図８に概略を示したロバスト且つ並列な検索ストラテジを、Ｉ／Ｏ最適化等のほかの技術と共に用いることによって、マルチプロセッサシステムにおいて大きな音声データベース内でターゲット音声クリップを検索するスピードを大きく改善し得る。１つの実験によると、２７時間の音声ストリームにおいて１５秒のターゲット音声クリップを検索するスピードは、１６ウェイ（１６−ｗａｙ）のユニシスシステムにおいて、同じターゲット音声クリップにおいて同じ音声ストリームを連続して検索する場合に比べると、１１倍に早くなることが分かっている。 The robust and parallel search strategy outlined in FIG. 8 along with other techniques such as I / O optimization greatly improves the speed of searching for target audio clips in a large audio database in a multiprocessor system. obtain. According to one experiment, the speed of searching for a 15-second target audio clip in a 27-hour audio stream is to continuously search for the same audio stream in the same target audio clip in a 16-way Unisys system. It is known that it is 11 times faster than the case.

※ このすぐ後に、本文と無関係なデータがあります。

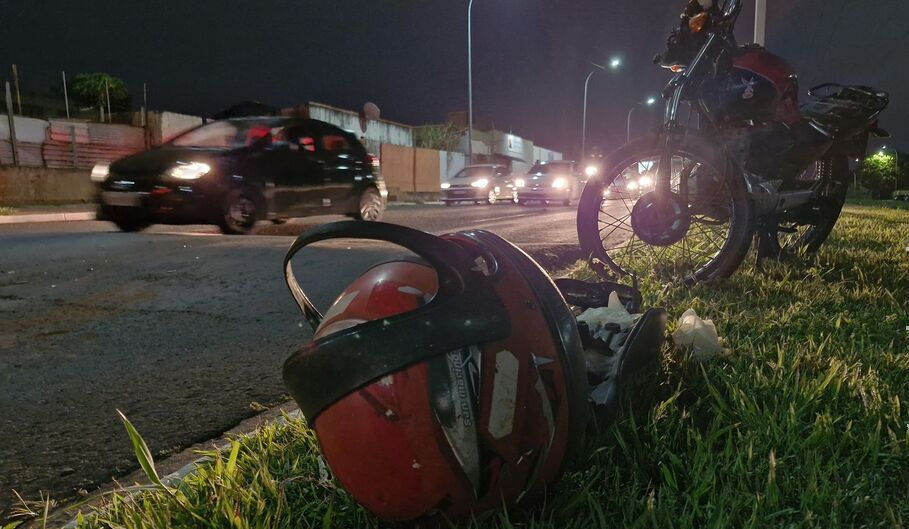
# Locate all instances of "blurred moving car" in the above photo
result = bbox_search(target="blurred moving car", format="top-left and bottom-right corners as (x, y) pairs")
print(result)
(442, 164), (517, 206)
(515, 160), (583, 206)
(91, 117), (388, 234)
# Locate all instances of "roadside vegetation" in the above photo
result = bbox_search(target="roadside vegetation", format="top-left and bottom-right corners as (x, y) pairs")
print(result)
(17, 205), (909, 529)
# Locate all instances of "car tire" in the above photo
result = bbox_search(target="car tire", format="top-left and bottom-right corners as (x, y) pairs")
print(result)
(218, 189), (259, 235)
(354, 186), (385, 222)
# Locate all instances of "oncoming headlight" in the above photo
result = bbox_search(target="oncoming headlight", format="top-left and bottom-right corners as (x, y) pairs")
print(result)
(167, 162), (211, 180)
(91, 163), (110, 182)
(552, 176), (568, 189)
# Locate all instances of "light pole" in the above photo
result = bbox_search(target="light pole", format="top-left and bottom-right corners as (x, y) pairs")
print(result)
(626, 97), (656, 142)
(581, 58), (622, 163)
(467, 0), (473, 165)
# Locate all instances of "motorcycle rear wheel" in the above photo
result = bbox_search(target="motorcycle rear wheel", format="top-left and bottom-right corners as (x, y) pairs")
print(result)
(777, 153), (849, 253)
(578, 134), (753, 282)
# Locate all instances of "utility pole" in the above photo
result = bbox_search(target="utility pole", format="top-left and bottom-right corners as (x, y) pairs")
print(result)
(60, 72), (69, 119)
(104, 80), (111, 123)
(467, 0), (473, 165)
(10, 64), (22, 116)
(6, 81), (19, 165)
(754, 0), (767, 46)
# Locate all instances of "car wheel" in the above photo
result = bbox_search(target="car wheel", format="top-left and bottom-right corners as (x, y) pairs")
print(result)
(219, 189), (259, 235)
(355, 187), (385, 222)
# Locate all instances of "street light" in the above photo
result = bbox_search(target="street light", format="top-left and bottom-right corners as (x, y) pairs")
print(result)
(467, 0), (473, 165)
(581, 57), (622, 162)
(627, 97), (656, 142)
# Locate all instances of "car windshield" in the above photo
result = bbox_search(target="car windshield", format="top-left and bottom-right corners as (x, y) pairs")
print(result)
(455, 167), (492, 178)
(170, 119), (274, 149)
(529, 163), (571, 175)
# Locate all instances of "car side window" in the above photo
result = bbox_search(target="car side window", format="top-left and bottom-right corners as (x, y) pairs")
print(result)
(320, 132), (350, 153)
(282, 125), (316, 152)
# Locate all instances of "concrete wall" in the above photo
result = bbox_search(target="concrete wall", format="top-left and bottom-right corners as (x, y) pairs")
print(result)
(309, 102), (414, 148)
(0, 167), (94, 206)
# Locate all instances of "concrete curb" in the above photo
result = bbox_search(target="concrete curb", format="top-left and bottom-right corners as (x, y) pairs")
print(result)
(0, 211), (95, 224)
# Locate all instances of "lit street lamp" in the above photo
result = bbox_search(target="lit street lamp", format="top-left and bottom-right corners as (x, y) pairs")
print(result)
(581, 57), (622, 162)
(627, 97), (656, 142)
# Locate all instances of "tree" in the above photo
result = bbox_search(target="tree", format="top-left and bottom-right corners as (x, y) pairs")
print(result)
(71, 73), (130, 120)
(415, 123), (465, 151)
(861, 151), (897, 199)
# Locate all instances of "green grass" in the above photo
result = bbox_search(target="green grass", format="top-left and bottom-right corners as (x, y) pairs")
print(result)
(60, 206), (909, 529)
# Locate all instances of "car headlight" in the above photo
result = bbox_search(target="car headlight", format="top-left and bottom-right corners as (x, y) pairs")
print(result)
(91, 163), (110, 182)
(552, 176), (568, 189)
(167, 162), (211, 180)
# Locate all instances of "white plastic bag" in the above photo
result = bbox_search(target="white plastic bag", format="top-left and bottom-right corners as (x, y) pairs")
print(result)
(672, 309), (723, 362)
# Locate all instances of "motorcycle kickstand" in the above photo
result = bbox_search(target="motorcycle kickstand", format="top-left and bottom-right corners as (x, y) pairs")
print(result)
(756, 218), (783, 271)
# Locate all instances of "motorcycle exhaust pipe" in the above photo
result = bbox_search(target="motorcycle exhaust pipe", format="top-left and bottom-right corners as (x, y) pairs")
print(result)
(750, 182), (815, 215)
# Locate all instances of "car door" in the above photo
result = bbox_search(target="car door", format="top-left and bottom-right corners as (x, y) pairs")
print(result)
(313, 122), (360, 212)
(270, 123), (325, 217)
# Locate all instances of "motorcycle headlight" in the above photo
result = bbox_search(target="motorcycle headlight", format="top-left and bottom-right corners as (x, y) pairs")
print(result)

一実施形態によると、変形された検索ストラテジが用いられ得る。このストラテジを用いると、ターゲット音声クリップの最初のＫ個（Ｋ≧１）のフレームに対して仮モデル（例えば、ＣＣＧＭＭ）を構築して、ターゲット音声クリップ全体に対して完全モデルを構築するとしてもよい。このためまず、音声セグメントの最初のＫ個（Ｋ≧１）のフレームに対して仮モデル（例えば、ＣＣＧＭＭ）が構築され得る。能動型検索において、各音声セグメントの最初のＫ個のフレームの仮モデルとターゲット音声クリップの最初のＫ個のフレームの仮モデルとがまず比較されて、仮類似性測度を生成する。仮類似性測度によってこれらの２つの仮モデルが非常に類似していることが分かれば、音声セグメント全体に対して完全モデルが構築されて、ターゲット音声クリップ全体の完全モデルに対して比較される。そうでない場合は、音声セグメントに対して完全モデルは構築されず、最初のＫ個のフレームに対して仮モデルをまず構築してこの仮モデルとターゲット音声クリップの仮モデルを比較することによって、次のセグメントを検索するとしてもよい。このような変形検索ストラテジは、さらに演算負荷を低減し得る。 According to one embodiment, a modified search strategy may be used. Using this strategy, a temporary model (eg, CCGMM) is built for the first K (K ≧ 1) frames of the target audio clip, and a complete model is built for the entire target audio clip. Good. Thus, first, a temporary model (eg, CCGMM) can be constructed for the first K (K ≧ 1) frames of the speech segment. In the active search, the temporary model of the first K frames of each audio segment is first compared with the temporary model of the first K frames of the target audio clip to generate a temporary similarity measure. If the preliminary similarity measure shows that these two temporary models are very similar, a complete model is constructed for the entire audio segment and compared against the complete model for the entire target audio clip. Otherwise, a complete model is not built for the audio segment, and a temporary model is first built for the first K frames and then compared with the temporary model and the temporary model of the target audio clip. You may search for segments. Such a modified search strategy can further reduce the computation load.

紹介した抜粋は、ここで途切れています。